Nick Leake, the new British high commissioner to Mauritius, probably thought he had got a posting to paradise when he took up the position in June. He must have other thoughts after being summoned to appear at the ministry of foreign affairs in Port Louis this week to explain the duplicitous behaviour of the British government. He won’t get a comfortable ride from the foreign minister, Dr Arvin Boolell.

These revelations did not come as a surprise to Olivier Bancoult. One of a lost generation of Chagossians, born on Peros Banhos, an island in the archipelago, to a family of refugees, Bancoult grew up to become the most prominent activist on behalf of this forgotten people. He was one of the founders of the Chagos Refugees Group, and eventually he took the British government to court.

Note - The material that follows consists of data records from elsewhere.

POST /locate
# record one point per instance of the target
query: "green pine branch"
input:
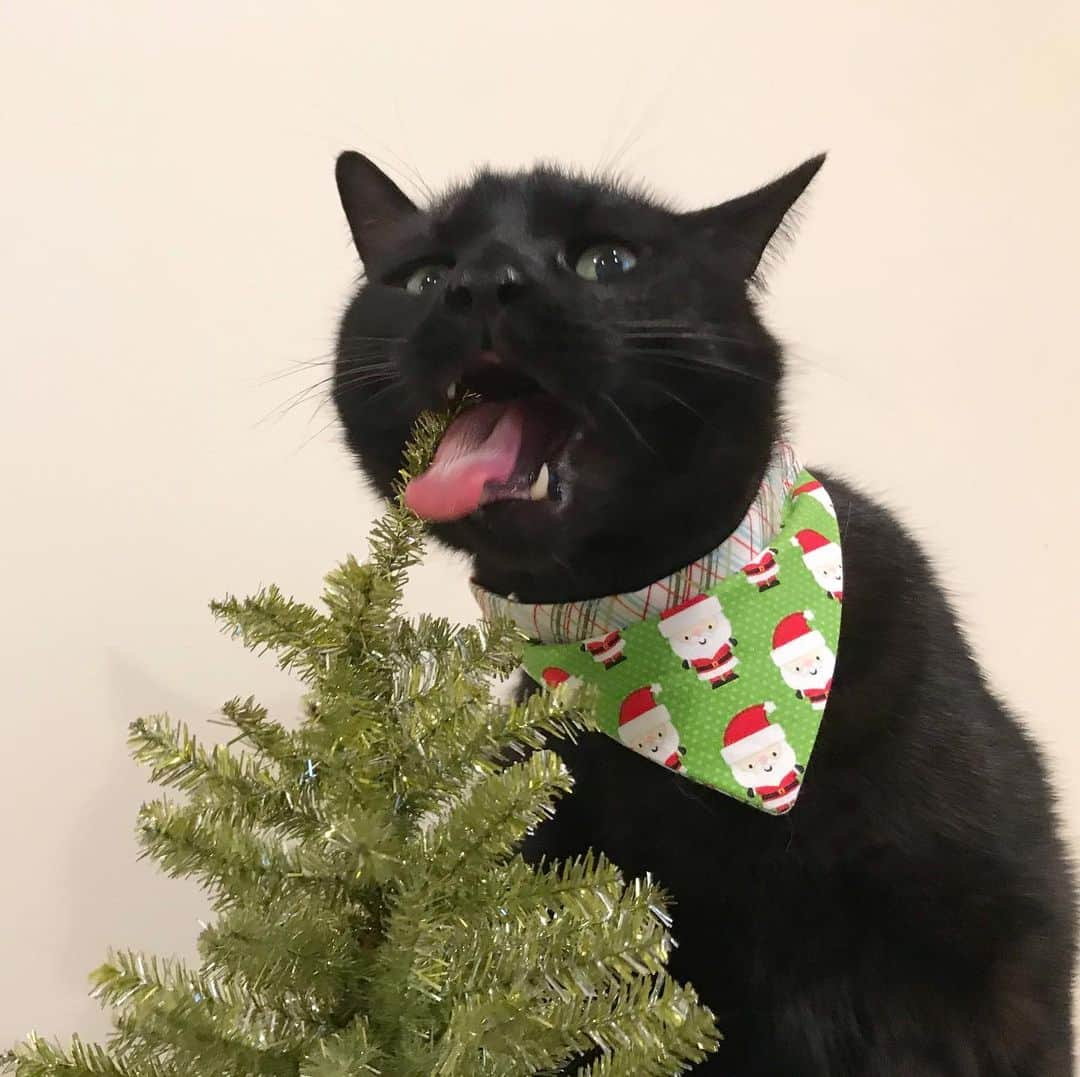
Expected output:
(372, 914)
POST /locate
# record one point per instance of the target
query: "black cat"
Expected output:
(914, 914)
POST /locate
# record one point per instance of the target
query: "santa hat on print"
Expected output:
(748, 731)
(817, 549)
(677, 619)
(640, 713)
(814, 489)
(793, 637)
(553, 676)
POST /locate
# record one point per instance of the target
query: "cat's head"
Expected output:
(628, 392)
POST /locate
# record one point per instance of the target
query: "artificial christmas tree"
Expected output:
(370, 913)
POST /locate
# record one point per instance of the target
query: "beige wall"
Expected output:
(170, 241)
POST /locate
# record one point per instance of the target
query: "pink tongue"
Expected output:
(480, 446)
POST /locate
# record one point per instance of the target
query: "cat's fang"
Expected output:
(539, 489)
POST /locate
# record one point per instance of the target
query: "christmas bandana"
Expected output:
(721, 672)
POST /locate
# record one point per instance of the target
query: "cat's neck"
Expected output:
(626, 561)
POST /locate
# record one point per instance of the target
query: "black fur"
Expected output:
(914, 914)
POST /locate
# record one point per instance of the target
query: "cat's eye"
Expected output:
(604, 263)
(423, 279)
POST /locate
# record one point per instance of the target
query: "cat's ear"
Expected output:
(747, 224)
(372, 201)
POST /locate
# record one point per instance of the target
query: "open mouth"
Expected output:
(504, 448)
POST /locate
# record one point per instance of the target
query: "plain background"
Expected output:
(171, 242)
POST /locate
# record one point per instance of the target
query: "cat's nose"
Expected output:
(484, 290)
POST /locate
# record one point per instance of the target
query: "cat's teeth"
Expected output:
(539, 489)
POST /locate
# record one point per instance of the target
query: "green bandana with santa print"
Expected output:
(721, 672)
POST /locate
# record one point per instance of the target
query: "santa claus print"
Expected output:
(823, 560)
(646, 726)
(554, 676)
(804, 659)
(606, 649)
(814, 489)
(763, 571)
(700, 634)
(760, 758)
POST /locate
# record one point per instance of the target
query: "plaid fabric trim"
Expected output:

He began legal proceedings against the UK government in 1998 and won a series of judgments at the high court and Court of Appeal before losing his case by a narrow 3-2 majority in the House of Lords in 2008.

“It’s all very consistent with the way British officials have behaved towards us in the past,” he told me, speaking from his home in the Mauritian capital. “Our fundamental rights have been trampled upon for years.”

Nevertheless, he thinks that the WikiLeaks cable might be the smoking gun the Chagossians need. The new evidence of the real reasoning behind the establishment of the MPA has significant implications for the Chagossians’ case, which is before the European Court of Human Rights.

“This is very important for our cause and we have instructed our lawyers to submit the new evidence contained in the WikiLeak to the court in Strasbourg,” he continued.

Bancoult also revealed that he and other Chagossians has been inundated with messages of support from well-wishers, both in Mauritius and elsewhere, since the WikiLeak was released. And like many others, including no doubt the 42 members of the Chagos all-party parliamentary group in Britain, he is particularly keen to know more about the clearly racist reference to the Chagos Islanders as “Man Fridays” used by Colin Roberts, commissioner for the BIOT.

“This is very shameful for the British government,” says Bancoult. “I am going to ask Henry Bellingham [the Foreign Office minister responsible for Africa and British overseas territories], who I met a few months back when I came to London, whether he approves of the use of this sort of language.

“This is not a way to treat people. We are human beings – we should not be insulted in this way.”

Dr Sean Carey is research fellow at the Centre for Research on Nationalism, Ethnicity and Multiculturalism (CRONEM), Roehampton University.